Reference genome-independent assessment of mutation density using restriction enzyme-phased sequencing
1 Department of Plant Biology and Genome Center, UC Davis, Davis, California 95616, USA
2 Crops Pathology and Genetics Research Unit, U.S. Department of Agriculture, Agricultural Research Service, Davis, California 95616, USA
3 Bioinformatics Core, Genome Center, UC Davis, Davis, California 95616, USA
BMC Genomics 2012, 13:72 doi:10.1186/1471-2164-13-72Published: 14 February 2012
The availability of low cost sequencing has spurred its application to discovery and typing of variation, including variation induced by mutagenesis. Mutation discovery is challenging as it requires a substantial amount of sequencing and analysis to detect very rare changes and distinguish them from noise. Also challenging are the cases when the organism of interest has not been sequenced or is highly divergent from the reference.

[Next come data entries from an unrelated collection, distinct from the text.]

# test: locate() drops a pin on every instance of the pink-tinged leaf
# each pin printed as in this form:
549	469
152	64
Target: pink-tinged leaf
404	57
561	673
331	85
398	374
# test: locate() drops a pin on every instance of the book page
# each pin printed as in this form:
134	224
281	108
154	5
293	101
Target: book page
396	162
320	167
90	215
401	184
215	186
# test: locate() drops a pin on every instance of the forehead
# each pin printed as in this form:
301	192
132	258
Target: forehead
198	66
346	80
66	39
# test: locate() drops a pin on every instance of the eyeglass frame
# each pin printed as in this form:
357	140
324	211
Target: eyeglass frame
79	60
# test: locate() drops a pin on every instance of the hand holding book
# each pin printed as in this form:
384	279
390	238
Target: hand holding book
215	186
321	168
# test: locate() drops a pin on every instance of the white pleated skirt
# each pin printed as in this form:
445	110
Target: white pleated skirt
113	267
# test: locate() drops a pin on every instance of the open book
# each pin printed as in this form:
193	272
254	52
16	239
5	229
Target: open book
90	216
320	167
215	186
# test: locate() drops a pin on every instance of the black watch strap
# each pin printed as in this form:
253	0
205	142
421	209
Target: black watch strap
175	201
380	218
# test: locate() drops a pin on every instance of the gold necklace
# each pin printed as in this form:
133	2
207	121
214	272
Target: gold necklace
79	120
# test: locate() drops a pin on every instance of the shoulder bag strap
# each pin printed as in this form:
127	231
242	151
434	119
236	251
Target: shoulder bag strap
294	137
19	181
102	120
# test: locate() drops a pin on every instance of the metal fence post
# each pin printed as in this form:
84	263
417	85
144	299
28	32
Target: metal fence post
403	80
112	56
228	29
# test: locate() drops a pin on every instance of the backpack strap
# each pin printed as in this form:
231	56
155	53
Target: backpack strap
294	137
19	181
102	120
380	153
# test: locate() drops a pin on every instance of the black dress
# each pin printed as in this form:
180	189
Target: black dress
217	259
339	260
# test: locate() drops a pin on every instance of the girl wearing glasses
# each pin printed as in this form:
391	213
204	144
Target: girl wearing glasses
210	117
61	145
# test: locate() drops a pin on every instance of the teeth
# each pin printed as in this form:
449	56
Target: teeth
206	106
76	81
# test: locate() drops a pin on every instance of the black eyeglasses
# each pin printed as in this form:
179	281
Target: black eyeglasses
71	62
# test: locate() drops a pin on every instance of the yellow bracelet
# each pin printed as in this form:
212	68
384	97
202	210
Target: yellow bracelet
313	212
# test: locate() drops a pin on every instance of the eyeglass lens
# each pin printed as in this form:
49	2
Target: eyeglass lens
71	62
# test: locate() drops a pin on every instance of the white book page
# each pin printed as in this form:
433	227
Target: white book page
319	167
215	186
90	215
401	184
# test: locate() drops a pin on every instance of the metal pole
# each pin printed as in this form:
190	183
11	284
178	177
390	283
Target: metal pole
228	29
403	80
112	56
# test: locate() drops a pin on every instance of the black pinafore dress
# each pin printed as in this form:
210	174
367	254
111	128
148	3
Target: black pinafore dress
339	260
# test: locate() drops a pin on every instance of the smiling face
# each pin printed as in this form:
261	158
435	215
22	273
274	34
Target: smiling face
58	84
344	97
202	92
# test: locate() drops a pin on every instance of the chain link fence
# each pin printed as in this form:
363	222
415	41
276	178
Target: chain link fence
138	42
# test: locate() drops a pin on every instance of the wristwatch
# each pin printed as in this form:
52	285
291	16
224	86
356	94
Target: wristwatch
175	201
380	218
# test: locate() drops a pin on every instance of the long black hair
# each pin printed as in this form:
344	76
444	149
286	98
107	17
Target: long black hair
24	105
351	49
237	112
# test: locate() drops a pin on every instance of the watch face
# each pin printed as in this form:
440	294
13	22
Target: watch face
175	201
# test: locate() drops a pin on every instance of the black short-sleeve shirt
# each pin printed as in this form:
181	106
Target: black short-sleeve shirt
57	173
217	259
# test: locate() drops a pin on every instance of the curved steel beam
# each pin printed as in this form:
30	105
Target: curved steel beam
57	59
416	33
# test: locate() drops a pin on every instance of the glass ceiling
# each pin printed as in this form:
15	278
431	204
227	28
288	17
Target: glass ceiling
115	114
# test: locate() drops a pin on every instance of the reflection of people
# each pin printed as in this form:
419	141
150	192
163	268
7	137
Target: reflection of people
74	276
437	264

We describe the development of a simple method for reduced representation sequencing. Input DNA was digested with a single restriction enzyme and ligated to Y adapters modified to contain a sequence barcode and to provide a compatible overhang for ligation. We demonstrated the efficiency of this method at SNP discovery using rice and arabidopsis. To test its suitability for the discovery of very rare SNP, one control and three mutagenized rice individuals (1, 5 and 10 mM sodium azide) were used to prepare genomic libraries for Illumina sequencers by ligating barcoded adapters to NlaIII restriction sites. For genome-dependent discovery 15-30 million of 80 base reads per individual were aligned to the reference sequence achieving individual sequencing coverage from 7 to 15×. We identified high-confidence base changes by comparing sequences across individuals and identified instances consistent with mutations, i.e. changes that were found in a single treated individual and were solely GC to AT transitions. For genome-independent discovery 70-mers were extracted from the sequence of the control individual and single-copy sequence was identified by comparing the 70-mers across samples to evaluate copy number and variation. This de novo "genome" was used to align the reads and identify mutations as above. Covering approximately 1/5 of the 380 Mb genome of rice we detected mutation densities ranging from 0.6 to 4 per Mb of diploid DNA depending on the mutagenic treatment.
The combination of a simple and cost-effective library construction method, with Illumina sequencing, and the use of a bioinformatic pipeline allows practical SNP discovery regardless of whether a genomic reference is available.